Last year's film "Flags of Our Fathers," based on the book, features a character named Lindberg played by Alessandro Mastrobuono, according to the Internet Movie Database.
After his discharge in January 1946, Lindberg -- no relation to Charles Lindbergh the aviator -- went home to Grand Forks, N.D. He moved to Richfield in 1951 and became an electrician.
No one, he said, believed him when he said he raised the first flag at Iwo Jima. "I was called a liar," he said. In 1954, Lindberg was invited to Washington for the dedication of the Marine memorial. It carried the names of the second group of flag-raisers, but not the first.
He spent his final years trying to raise awareness of the first flag-raising, speaking to veterans groups and at schools.
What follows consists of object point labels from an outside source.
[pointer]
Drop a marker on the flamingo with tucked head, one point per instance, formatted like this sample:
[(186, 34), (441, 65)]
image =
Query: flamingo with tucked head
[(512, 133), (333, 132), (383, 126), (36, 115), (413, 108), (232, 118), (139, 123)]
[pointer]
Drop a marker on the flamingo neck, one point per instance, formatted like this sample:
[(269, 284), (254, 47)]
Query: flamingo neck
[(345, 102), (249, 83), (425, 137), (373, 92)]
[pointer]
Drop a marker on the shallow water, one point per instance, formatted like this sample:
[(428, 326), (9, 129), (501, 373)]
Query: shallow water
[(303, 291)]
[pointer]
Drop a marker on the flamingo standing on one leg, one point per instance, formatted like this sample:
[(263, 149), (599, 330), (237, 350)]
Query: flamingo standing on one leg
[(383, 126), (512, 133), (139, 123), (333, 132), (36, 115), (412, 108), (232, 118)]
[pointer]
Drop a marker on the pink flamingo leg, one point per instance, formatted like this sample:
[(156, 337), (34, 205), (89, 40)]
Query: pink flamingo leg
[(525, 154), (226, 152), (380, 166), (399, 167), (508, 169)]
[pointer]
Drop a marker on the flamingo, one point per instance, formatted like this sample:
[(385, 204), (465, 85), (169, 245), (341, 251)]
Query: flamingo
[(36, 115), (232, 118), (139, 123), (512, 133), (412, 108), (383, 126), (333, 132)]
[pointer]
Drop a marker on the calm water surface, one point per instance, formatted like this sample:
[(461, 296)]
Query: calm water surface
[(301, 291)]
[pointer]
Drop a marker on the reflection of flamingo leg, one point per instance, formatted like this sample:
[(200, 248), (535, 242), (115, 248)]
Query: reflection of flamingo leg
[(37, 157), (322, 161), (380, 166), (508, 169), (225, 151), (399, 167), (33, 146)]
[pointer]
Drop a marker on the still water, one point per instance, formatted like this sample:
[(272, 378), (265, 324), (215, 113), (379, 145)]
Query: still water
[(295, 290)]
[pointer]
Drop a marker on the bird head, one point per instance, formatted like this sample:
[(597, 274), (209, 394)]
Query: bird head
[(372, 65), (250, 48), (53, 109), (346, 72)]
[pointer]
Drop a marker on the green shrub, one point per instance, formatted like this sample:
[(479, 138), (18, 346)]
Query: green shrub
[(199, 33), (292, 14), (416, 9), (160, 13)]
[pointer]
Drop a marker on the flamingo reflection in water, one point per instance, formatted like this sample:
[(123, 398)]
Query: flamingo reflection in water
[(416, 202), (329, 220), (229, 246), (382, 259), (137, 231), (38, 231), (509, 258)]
He sold autographed copies of Lowery's photos through catalogs.
A back room in his neat house was filled with souvenirs of the battle, including a huge mural based on one of Lowery's photos. Prints of the photos were kept handy for visitors, and Lindberg's Silver Star and Purple Heart were in little boxes on a side table.
The Minnesota Legislature passed a resolution in Lindberg's honor in 1995. His face appears on a huge mural in Long Prairie of the battle for Iwo Jima, and his likeness is etched into the black granite walls of Soldiers Field in Rochester.